Using the package metadata files under `examples/snapshots/source` as an
example:
```sh
pm snapshot \
-package "a=examples/snapshots/source/pkg_a.json" \
-package "b#optional=examples/snapshots/source/pkg_b.json" \
-output "examples/snapshots/source/packages.snapshot"
```
Or,
Create a manifest file containing a package entry per line. Then, provide the
manifest to `pm snapshot`:
```sh
pm snapshot \
-manifest "examples/snapshots/source/packages.manifest" \
-output "examples/snapshots/source/packages.snapshot"
```
The contents of the package snapshot for the packages at
`examples/snapshots/source/pkg_*.json` are included below. Notice how the
package entries list a total of 7 files, but the blobs list only contains 6
files.
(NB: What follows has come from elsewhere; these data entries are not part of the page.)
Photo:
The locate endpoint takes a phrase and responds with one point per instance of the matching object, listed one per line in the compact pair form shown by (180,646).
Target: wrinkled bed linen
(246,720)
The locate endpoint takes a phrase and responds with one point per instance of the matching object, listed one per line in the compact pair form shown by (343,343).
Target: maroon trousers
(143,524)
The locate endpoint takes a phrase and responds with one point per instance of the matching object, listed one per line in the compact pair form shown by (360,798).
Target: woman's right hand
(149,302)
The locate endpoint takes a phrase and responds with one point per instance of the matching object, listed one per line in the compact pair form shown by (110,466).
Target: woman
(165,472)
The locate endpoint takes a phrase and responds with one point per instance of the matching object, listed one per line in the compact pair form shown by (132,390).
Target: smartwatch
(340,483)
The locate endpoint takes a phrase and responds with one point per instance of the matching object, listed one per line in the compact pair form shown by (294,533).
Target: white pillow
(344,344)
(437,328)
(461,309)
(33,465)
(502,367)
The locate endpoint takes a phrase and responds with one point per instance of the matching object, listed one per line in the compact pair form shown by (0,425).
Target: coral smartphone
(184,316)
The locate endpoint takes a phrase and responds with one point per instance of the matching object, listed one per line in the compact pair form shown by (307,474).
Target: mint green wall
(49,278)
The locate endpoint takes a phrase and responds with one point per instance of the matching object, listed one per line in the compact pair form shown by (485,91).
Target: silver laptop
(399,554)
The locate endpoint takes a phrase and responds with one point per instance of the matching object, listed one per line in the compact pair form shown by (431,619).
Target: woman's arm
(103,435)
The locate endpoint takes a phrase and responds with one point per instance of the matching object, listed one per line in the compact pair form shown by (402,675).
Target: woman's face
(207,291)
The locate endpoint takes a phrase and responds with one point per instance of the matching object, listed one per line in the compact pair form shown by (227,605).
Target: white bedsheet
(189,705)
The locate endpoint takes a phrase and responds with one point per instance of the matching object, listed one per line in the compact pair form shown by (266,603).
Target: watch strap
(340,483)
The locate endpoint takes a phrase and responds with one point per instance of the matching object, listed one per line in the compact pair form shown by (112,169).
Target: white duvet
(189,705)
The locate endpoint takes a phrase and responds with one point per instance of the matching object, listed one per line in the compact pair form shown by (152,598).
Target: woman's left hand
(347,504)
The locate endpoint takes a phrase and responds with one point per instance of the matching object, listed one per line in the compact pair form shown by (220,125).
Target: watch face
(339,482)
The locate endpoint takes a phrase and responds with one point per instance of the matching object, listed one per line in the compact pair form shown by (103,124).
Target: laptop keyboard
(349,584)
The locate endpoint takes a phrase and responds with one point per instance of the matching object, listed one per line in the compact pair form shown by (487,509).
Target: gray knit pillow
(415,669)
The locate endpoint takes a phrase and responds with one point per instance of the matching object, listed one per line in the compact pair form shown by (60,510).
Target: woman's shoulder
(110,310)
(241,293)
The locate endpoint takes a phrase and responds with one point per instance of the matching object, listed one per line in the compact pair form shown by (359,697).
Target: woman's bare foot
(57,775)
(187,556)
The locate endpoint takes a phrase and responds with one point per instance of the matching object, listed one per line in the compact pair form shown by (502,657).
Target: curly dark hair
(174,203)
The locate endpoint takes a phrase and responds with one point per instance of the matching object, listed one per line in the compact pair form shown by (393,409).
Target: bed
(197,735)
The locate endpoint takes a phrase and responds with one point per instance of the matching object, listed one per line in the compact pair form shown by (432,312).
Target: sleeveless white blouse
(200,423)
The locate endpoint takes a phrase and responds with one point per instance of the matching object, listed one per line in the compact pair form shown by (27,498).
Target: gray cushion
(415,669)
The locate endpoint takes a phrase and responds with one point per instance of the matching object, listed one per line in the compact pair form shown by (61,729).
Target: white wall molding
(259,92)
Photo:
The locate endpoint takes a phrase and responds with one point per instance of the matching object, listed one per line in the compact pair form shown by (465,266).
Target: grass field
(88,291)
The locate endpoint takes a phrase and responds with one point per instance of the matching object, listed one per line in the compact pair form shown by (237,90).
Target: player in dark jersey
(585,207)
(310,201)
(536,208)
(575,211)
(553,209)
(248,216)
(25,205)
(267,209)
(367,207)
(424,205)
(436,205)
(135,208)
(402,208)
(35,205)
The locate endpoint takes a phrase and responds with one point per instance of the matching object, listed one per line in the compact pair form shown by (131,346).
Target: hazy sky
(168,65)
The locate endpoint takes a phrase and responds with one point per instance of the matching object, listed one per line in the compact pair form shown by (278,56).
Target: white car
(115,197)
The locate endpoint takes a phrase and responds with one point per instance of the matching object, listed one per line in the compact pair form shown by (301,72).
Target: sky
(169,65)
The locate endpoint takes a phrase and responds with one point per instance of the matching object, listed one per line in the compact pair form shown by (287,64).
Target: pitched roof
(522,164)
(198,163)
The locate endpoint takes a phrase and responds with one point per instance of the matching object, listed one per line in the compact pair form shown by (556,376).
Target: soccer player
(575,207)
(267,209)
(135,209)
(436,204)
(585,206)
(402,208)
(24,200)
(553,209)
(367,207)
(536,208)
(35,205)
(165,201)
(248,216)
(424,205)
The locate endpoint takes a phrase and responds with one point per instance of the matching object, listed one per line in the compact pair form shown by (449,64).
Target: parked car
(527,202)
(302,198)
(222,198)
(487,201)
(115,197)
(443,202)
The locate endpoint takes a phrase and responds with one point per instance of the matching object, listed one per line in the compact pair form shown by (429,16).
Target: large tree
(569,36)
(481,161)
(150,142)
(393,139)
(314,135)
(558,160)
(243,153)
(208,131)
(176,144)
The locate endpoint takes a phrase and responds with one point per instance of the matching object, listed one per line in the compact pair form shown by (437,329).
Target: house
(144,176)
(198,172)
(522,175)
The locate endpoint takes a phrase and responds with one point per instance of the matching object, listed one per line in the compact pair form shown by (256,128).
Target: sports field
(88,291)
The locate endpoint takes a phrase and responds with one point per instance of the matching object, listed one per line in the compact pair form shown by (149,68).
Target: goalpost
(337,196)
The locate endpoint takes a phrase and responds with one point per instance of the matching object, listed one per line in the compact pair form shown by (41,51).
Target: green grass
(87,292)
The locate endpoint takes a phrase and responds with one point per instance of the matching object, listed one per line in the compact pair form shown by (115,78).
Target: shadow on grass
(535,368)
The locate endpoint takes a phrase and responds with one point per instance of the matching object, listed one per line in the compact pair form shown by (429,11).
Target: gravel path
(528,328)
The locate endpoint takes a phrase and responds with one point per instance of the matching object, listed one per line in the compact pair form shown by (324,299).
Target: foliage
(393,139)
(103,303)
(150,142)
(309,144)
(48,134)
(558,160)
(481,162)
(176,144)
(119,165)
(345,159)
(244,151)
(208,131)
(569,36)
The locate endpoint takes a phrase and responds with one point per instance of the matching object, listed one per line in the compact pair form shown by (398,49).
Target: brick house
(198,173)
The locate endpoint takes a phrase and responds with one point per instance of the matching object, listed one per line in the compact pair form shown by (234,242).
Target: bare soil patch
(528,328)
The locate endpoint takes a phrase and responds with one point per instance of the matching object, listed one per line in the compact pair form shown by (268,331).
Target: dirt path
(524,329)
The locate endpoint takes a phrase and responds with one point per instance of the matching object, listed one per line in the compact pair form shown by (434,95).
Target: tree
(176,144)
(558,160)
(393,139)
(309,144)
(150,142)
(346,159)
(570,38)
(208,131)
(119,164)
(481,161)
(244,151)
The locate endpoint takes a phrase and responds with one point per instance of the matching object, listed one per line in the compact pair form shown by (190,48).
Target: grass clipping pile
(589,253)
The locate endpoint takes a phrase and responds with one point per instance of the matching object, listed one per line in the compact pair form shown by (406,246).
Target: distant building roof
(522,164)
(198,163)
The blob for `lib/ld.so.1` is shared between `a` and `b`.
```json
{
"packages": {
"a": {
"files": {
"bin/app": "aa02000000000000000000000000000000000000000000000000000000000000",
"img/logo.png": "aa03000000000000000000000000000000000000000000000000000000000000",
"lib/ld.so.1": "ab00000000000000000000000000000000000000000000000000000000000000",
"meta/": "aa01000000000000000000000000000000000000000000000000000000000000"
}
},
"b": {
"files": {
"bin/app": "bb02000000000000000000000000000000000000000000000000000000000000",
"lib/ld.so.1": "ab00000000000000000000000000000000000000000000000000000000000000",
"meta/": "bb01000000000000000000000000000000000000000000000000000000000000"
},
"tags": [
"optional"
]
}
},
"blobs": {
"aa01000000000000000000000000000000000000000000000000000000000000": {
"size": 20480
},
"aa02000000000000000000000000000000000000000000000000000000000000": {
"size": 2686144
},
"aa03000000000000000000000000000000000000000000000000000000000000": {
"size": 1000000
},
"ab00000000000000000000000000000000000000000000000000000000000000": {
"size": 846896
},
"bb01000000000000000000000000000000000000000000000000000000000000": {
"size": 20480
},
"bb02000000000000000000000000000000000000000000000000000000000000": {
"size": 2686144
}
}
}
```
Using this package snapshot as a baseline, we can now compare it to another
package snapshot (target) to show what needs to happen to update from `source` to
`target`.
```
pm delta examples/snapshot/source/packages.snapshot examples/snapshot/target/packages.snapshot
```
Which produces the following output:
```
Source size: 6.9 MiB
Target size: 8.8 MiB
Discard size: 3.6 MiB
Keep size: 3.4 MiB
Download size: 5.5 MiB
Top 2 packages with largest update size:
Discard Keep Download Name
2.6 MiB 827 KiB 4.5 MiB b
4.5 MiB - bin/app
20 KiB - meta/
997 KiB 3.4 MiB 997 KiB a
977 KiB - img/logo.png
20 KiB - meta/
Top 4 largest new blobs:
Download Name
4.5 MiB b/bin/app
977 KiB a/img/logo.png
20 KiB a/meta/
20 KiB b/meta/
```
In the above example, `b`'s application binary would be replaced with a new
version, and `a`'s logo asset would be updated as well. When a package is
modified in any way, its meta FAR (represented by the "meta/" directory) would
also change. "Discard size" represents the total size of all blobs that can be
garbage collected after the update completes. "Keep size" represents the total
size of all blobs that continue to be referenced by one or more packages after
the update. Finally, "Download size" represents the total size of all blobs that
need to be downloaded to complete the update.
Note that the total download size is not always the sum of each package's
download size. If a blob that is shared between multiple packages (or even
referenced more than once within a single package) is updated, it only needs to
be downloaded once but will appear as an update to each package that references
the blob. Similar concepts apply to the discard and keep sizes.
`pm delta` has various options to customize its output. See `pm delta --help`
for more info. For example, `pm delta` can output its statistics in JSON format.
This output format is intended to be parsed by tooling for further processing
or rendering. An example of this output is at
[`examples/snapshots/delta.json`](examples/snapshots/delta.json).